Tuesday, March 25, 2008

Things I Wonder About Sometimes

This may be a little more contemplative than my usual posts for sure. At times there are things that run through my mind that just have to get out. The last couple of months have been pretty busy and I have found myself really thinking about some things in life that really matter.

I know it may go without saying but the last few months with mom's illness and death have made me realize just how thankful I am for so many people in my life. I really do think that my dad is the greatest man I know. I have thought that for many years but these last few months, he has just been amazing. His reliance on God throughout all of mom's sickness and death and in the months since mom died, he has just modeled trust in God.

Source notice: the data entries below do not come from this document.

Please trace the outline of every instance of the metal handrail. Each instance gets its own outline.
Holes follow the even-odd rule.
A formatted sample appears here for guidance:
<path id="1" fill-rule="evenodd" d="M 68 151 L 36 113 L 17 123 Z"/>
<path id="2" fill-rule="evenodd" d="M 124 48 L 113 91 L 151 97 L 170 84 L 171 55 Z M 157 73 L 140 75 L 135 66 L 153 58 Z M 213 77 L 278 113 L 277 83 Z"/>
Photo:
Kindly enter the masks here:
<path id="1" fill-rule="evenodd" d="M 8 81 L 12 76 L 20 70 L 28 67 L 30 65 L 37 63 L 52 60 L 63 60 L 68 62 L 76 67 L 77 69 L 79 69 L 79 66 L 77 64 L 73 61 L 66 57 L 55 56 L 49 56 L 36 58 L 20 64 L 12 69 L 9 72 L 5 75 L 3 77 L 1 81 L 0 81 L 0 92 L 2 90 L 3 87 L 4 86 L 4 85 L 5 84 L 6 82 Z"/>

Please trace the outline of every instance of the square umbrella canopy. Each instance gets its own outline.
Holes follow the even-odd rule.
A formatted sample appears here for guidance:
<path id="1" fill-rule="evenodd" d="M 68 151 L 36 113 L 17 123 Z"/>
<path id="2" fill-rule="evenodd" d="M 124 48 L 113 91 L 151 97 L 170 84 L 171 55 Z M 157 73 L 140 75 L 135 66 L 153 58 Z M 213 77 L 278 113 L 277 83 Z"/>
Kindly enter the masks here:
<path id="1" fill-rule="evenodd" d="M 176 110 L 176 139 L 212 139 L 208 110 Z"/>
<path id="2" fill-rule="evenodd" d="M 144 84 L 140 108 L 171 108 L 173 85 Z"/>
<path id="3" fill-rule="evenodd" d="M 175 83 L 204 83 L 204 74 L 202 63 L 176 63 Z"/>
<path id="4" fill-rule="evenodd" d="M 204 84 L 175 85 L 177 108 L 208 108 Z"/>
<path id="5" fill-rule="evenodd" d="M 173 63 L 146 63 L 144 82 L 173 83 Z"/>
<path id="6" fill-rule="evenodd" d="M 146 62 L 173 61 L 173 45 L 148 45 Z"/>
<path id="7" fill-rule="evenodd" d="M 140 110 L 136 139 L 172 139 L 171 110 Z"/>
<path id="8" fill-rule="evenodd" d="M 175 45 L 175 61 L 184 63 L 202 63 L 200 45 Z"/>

Sondra, Shelbi and Morgan are just amazing ladies in my life. Sondra is so incredible in her walk and in her love for God. She is now walking through some really tough times with her mom and dad's physical frailties, and I really hope I can be the rock she has been for me. Shelbi and Morgan just bring us so much joy and to think that God allows us the opportunity to be their parents is pretty overwhelming.

My brother and his wife are a great encouragement to me and their walk and faith have increased exponentially over the last couple of years. What a huge blessing they are in my life.

My in-laws are some of the most precious people I know. Their walk has been such a strong encouragement to me and to countless others who have been blessed through their hospitality, teaching, conferences, preaching, and bible study groups. Only God knows just how many people they have blessed through their obedience to God. Please continue to pray for my in-laws, Joyce and Bernard. Pray for their physical health and for their emotional strength.

I am a blessed man. I have to admit that God is stretching me, challenging me, and causing me to rely on Him more than I can ever remember. What a blessing to know that God loves me and wants the best for me. My prayer is that I will not try to keep Him to myself.